Sunday, May 26, 2024

RED, WHITE & BLUE

It’s May and the scent of blossoms are in the warming air but for a 9 year old it was the month for the countdown to the Annual Millville Memorial Day Parade.  And this year I had an iron-clad plan to finally win a blue ribbon for best decorated bike in the parade for kids 12 and under.  I had been working up drawings of my decorating design and this year I was sure had the winning combination of the standard RED, WHITE and BLUE crepe paper.  I used my 4th grade arithmetic skills to figure out how much I needed to do the job. Steamers from each handlebar grip = 1 foot. Weaving three colors through the spokes of a two wheeler (guesstimate only) = 3 feet each. (This would prove to be a faulty guess on parade day.)   Wrapping the frame = several feet.  This was getting complicate so I gave up and decide that two rolls of each color should be enough. 

On our shopping trip uptown the weekend before the parade Mom bought me six crepe paper rolls from Woolworth's - a much better grade of that crinkly stuff than J.J. Newberry’s five & dime had to offer.  It was twenty five cents for a roll of 10 feet.  
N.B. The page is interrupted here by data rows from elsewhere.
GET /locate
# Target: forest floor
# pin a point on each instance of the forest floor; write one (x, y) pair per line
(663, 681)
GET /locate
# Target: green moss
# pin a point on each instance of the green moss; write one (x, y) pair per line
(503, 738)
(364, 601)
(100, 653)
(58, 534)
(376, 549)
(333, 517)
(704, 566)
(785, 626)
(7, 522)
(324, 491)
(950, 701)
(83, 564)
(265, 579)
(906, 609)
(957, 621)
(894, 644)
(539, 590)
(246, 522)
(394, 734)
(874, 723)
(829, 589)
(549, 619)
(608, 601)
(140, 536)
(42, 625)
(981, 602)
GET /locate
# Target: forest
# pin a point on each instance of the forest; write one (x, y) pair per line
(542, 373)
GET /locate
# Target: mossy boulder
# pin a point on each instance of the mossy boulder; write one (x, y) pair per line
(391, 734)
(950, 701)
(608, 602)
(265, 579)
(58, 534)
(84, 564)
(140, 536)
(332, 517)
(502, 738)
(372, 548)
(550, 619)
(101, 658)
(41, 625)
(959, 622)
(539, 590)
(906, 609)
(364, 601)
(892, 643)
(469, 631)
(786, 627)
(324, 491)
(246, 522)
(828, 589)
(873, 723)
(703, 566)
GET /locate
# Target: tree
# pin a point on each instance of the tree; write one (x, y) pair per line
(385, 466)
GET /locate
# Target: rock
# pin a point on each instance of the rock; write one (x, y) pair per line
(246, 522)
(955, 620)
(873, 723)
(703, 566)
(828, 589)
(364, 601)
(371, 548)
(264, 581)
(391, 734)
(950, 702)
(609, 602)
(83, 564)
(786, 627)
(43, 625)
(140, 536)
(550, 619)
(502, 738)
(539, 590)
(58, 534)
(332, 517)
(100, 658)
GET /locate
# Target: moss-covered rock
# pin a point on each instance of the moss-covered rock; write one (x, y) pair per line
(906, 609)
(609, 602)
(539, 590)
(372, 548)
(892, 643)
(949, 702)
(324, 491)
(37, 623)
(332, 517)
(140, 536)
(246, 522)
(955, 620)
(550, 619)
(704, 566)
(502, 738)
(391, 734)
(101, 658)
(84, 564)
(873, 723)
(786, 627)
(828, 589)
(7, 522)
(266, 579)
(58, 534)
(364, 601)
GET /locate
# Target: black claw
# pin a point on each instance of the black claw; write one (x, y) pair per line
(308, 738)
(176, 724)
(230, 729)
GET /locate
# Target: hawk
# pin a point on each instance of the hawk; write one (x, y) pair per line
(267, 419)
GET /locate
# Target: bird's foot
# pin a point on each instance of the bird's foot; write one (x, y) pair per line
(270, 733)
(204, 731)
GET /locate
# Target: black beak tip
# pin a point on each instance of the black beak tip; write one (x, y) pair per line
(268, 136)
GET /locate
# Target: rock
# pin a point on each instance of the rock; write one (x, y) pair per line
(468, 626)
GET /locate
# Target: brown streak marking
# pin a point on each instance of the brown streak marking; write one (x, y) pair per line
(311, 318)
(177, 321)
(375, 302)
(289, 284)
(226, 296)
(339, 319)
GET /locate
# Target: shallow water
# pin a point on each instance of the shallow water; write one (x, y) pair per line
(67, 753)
The week crawled by.  I needed more than crepe paper to win it all.  But what?  After much thought,  I had a great idea to add to my design plan. I would dress as Uncle Sam!  That idea faded quickly when I tried to figure out where to get a stars and stripes costume and top hat.  I chalked off that idea.  Then I got an absolutely brilliant flash of a solution.  I would wear my one white dress shirt.  Blue jeans and …a red something?  But I needed a red something…and Mom came up with it, her red Christmas Scarf.  I would just have to overlook the few holly leaves embroidered on it and the smell of camphor balls. 

 I started two nights before Memorial Day to painstakingly decorate my new Schwinn bike.  I created steamers and stretched them carefully  – this created a magical extra crinkle - a trick I learned in art class.  Things were going well until I ran out of paper wrapping the last part of the bike frame.  I was distraught.  My design was not complete.  But I was saved by my mom once again who bought me one more roll of red after work the next day. Mom said, “That will have to do,” since she had bought the last roll left in town.

On the morning of the parade I rode my bike the 2 miles to the High and Broad streets. It was hot already and my shirt was already sticking to my back. The forming area was at our town's train station parking lot.  The high school band was there tuning up.  I surveyed my competition.  Yikes - there were 23 contestants for the blue ribbon and 4 of them had red, white and blue ideas too.  Oh, well, I decided my attempt at bike decorating had a chance to impress the judges at the end of the parade route and win the day because I was the only one dressed to match his bike. 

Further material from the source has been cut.